Обида подсказала Всеволоже мысленный упрёк: «Если бы не я, не стоял бы ты здесь сейчас». Однако же она ни словом не обмолвилась о камне-добряше, сказала лишь:

- Ты даже и не лицезришь меня, в окно глядишь.

- Я лицезрю тебя, - ответил государь. - Твой ненаглядный лик слюдою отражён. Я рад бы не спускать с него очей, рад бы к нему приникнуть мужским лобзанием. Да зла судьба. И твоего родителя она не пощадила. Чего ты хочешь?

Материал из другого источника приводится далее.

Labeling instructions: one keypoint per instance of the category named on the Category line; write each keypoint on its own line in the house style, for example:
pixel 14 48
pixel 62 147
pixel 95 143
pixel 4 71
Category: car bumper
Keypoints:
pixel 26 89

- Молю от смерти уберечь! - упала на колени Всеволожа. - Ты в его жизни волен.

Василиус оборотился.

- Евушка! Я возвратил престол. Но я не самовластец. Приговорят бояре, должен покориться.

Он поднял Всеволожу и не сразу отпустил, засматривая ей в лицо. Его глаза были добры, а губы чуть дрожали.

- Уговори княгиню-мать… сохранить жизнь, - просила бывшая невеста.

- Успокойся, - внушал Василиус - Не мыслю, что боярин Иоанн умрёт. Ну, будет заточен на время, после сослан… куда-нибудь, хоть в ваше Зарыдалье, где ты училась боевым потехам. Воительница! - Он с неохотой отпустил её и повторил почти по-родственному: - Успокойся…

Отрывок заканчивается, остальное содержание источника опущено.